Thread: Duplicat-word typos in code comments

Duplicat-word typos in code comments

From

Dagfinn Ilmari Mannsåker

Date:

04 October 2021, 12:56:23

Hi hackers,

I noticed a duplicate-word typo in a comments recently, and cooked up
the following ripgrep command to find some more.
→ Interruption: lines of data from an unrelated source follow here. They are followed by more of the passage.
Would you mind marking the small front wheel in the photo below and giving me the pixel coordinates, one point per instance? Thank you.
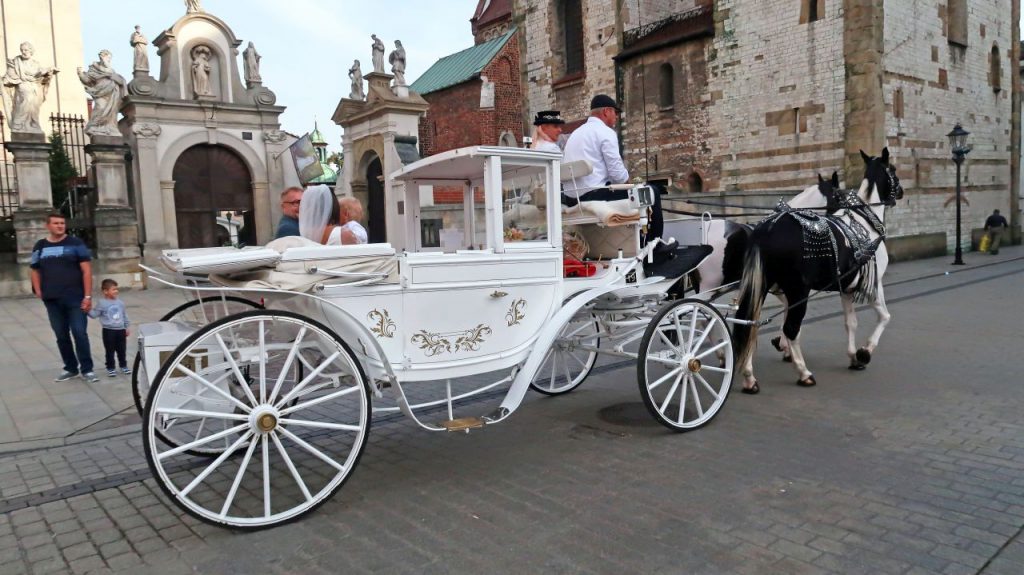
(684, 368)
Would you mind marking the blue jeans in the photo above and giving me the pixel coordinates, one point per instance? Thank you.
(68, 320)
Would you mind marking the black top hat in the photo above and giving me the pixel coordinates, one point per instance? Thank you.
(603, 100)
(548, 117)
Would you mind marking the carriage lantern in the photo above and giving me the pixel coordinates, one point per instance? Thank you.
(960, 147)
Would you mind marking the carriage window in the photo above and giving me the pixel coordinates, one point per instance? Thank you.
(524, 202)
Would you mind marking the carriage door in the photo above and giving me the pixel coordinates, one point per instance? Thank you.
(209, 179)
(376, 206)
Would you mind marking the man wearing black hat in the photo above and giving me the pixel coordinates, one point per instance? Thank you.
(548, 128)
(597, 142)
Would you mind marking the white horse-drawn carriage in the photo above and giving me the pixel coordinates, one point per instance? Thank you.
(257, 410)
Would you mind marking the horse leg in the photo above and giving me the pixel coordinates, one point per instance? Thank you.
(791, 328)
(780, 343)
(850, 320)
(884, 316)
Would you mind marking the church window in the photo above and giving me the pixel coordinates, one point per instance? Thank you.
(667, 96)
(956, 23)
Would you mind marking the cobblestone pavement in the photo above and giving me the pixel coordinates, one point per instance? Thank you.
(913, 466)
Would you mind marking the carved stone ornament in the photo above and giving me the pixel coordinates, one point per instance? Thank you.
(145, 130)
(274, 136)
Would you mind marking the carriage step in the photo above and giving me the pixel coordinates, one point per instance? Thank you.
(463, 424)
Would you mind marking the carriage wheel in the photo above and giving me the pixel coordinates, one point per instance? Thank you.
(685, 364)
(199, 312)
(566, 365)
(286, 446)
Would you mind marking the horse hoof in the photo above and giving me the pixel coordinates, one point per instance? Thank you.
(808, 383)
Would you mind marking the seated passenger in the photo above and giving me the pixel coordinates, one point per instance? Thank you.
(320, 216)
(351, 212)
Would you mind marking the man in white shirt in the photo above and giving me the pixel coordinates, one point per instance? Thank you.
(548, 126)
(597, 142)
(351, 212)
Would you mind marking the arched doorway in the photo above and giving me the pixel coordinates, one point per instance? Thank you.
(376, 205)
(209, 179)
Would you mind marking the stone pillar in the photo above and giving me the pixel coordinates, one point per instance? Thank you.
(32, 171)
(117, 229)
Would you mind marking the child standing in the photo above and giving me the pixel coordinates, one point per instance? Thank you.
(114, 317)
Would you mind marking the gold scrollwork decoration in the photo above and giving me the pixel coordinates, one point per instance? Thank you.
(515, 313)
(453, 342)
(383, 327)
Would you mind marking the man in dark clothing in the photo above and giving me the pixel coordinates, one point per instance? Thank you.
(994, 226)
(289, 224)
(61, 276)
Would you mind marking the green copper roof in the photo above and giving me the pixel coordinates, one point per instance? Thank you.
(460, 67)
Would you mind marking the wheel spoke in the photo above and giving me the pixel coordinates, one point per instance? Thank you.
(236, 369)
(713, 349)
(288, 364)
(318, 400)
(204, 441)
(212, 387)
(315, 452)
(213, 467)
(664, 379)
(312, 376)
(203, 414)
(238, 479)
(291, 467)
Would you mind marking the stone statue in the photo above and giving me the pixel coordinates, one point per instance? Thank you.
(397, 60)
(201, 71)
(107, 88)
(28, 82)
(251, 59)
(378, 54)
(356, 75)
(138, 43)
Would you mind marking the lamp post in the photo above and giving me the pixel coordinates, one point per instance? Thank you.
(960, 147)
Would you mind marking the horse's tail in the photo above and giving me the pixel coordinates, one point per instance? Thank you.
(751, 300)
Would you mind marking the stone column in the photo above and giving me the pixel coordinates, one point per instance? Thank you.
(117, 227)
(32, 171)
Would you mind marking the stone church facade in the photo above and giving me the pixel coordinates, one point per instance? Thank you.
(750, 98)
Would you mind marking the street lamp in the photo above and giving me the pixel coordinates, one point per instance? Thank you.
(960, 147)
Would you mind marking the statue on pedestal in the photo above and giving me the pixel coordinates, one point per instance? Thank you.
(28, 82)
(138, 44)
(251, 59)
(397, 60)
(107, 88)
(356, 75)
(378, 47)
(201, 72)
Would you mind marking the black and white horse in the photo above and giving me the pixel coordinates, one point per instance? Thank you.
(796, 251)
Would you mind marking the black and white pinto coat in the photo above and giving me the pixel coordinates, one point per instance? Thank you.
(775, 261)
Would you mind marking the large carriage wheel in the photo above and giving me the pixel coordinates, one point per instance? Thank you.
(228, 386)
(685, 364)
(199, 312)
(566, 365)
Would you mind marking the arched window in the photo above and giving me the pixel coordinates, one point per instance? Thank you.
(666, 86)
(694, 183)
(995, 71)
(956, 23)
(571, 29)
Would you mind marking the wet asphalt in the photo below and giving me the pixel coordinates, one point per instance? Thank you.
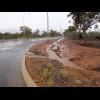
(11, 54)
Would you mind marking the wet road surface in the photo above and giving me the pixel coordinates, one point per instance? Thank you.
(11, 53)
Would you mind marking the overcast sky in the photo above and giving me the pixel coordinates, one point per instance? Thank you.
(11, 21)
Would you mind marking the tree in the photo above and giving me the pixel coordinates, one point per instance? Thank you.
(72, 28)
(36, 33)
(54, 33)
(96, 27)
(44, 34)
(84, 20)
(26, 31)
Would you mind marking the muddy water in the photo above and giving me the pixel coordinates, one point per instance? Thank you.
(63, 60)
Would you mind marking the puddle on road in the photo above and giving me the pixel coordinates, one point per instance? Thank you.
(64, 61)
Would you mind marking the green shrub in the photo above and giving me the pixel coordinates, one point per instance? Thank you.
(46, 73)
(39, 69)
(78, 81)
(49, 65)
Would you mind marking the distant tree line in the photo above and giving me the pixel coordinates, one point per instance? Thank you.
(26, 32)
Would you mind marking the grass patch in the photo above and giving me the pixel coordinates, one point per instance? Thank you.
(50, 83)
(46, 73)
(78, 81)
(39, 69)
(49, 65)
(64, 74)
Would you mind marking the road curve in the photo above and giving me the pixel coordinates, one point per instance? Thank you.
(11, 53)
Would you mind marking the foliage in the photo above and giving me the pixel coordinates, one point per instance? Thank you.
(78, 81)
(72, 28)
(49, 65)
(46, 73)
(64, 74)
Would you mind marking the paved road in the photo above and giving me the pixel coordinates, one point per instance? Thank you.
(11, 53)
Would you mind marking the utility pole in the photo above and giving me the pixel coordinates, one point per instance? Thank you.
(24, 22)
(48, 26)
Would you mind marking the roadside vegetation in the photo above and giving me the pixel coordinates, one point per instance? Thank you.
(26, 32)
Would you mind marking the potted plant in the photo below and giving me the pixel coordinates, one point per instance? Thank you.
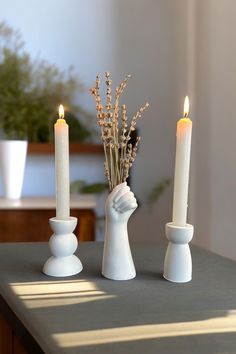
(30, 92)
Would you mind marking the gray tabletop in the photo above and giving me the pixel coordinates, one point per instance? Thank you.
(87, 314)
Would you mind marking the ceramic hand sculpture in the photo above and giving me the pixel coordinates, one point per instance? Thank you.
(117, 259)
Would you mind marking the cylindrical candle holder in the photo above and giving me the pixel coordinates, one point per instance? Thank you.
(178, 260)
(63, 243)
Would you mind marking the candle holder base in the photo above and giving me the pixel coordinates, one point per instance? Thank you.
(63, 243)
(178, 260)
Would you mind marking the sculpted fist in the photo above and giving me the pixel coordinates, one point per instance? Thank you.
(120, 204)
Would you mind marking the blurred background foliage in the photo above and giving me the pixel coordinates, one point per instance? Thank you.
(31, 91)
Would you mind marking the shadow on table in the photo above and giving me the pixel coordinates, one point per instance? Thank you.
(147, 314)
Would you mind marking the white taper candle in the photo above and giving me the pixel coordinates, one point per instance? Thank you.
(182, 162)
(61, 132)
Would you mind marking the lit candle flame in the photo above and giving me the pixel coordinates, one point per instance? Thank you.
(186, 107)
(61, 111)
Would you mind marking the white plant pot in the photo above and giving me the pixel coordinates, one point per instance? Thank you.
(117, 261)
(12, 166)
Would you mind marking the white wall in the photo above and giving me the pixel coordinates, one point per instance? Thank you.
(216, 125)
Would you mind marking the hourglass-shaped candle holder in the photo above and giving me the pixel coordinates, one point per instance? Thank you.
(63, 243)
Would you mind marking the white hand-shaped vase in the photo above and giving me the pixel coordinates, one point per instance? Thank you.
(117, 261)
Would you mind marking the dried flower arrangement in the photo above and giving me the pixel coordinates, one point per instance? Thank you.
(119, 153)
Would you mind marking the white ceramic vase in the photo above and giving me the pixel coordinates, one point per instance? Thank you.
(12, 166)
(117, 261)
  rg --multiline --pcre2 --type=c '(?<!struct )(?<!union )\b((?!long\b|endif\b|that\b)\w+)\s+(^\s*[*#]\s*)?\b\1\b'

PFA a patch with the result of that.

- ilmari


From 7ed1ce16a37e7a63e7015cc4ef5b2b70ba915498 Mon Sep 17 00:00:00 2001
From: =?UTF-8?q?Dagfinn=20Ilmari=20Manns=C3=A5ker?= <ilmari@ilmari.org>
Date: Mon, 4 Oct 2021 13:44:51 +0100
Subject: [PATCH] Fix some duplicate words in comments

---
 src/backend/access/transam/parallel.c | 2 +-
 src/backend/catalog/heap.c            | 5 ++---
 src/backend/commands/copyfromparse.c  | 2 +-
 src/backend/partitioning/partdesc.c   | 4 ++--
 src/backend/storage/buffer/bufmgr.c   | 2 +-
 src/backend/storage/ipc/standby.c     | 2 +-
 src/include/access/tableam.h          | 2 +-
 7 files changed, 9 insertions(+), 10 deletions(-)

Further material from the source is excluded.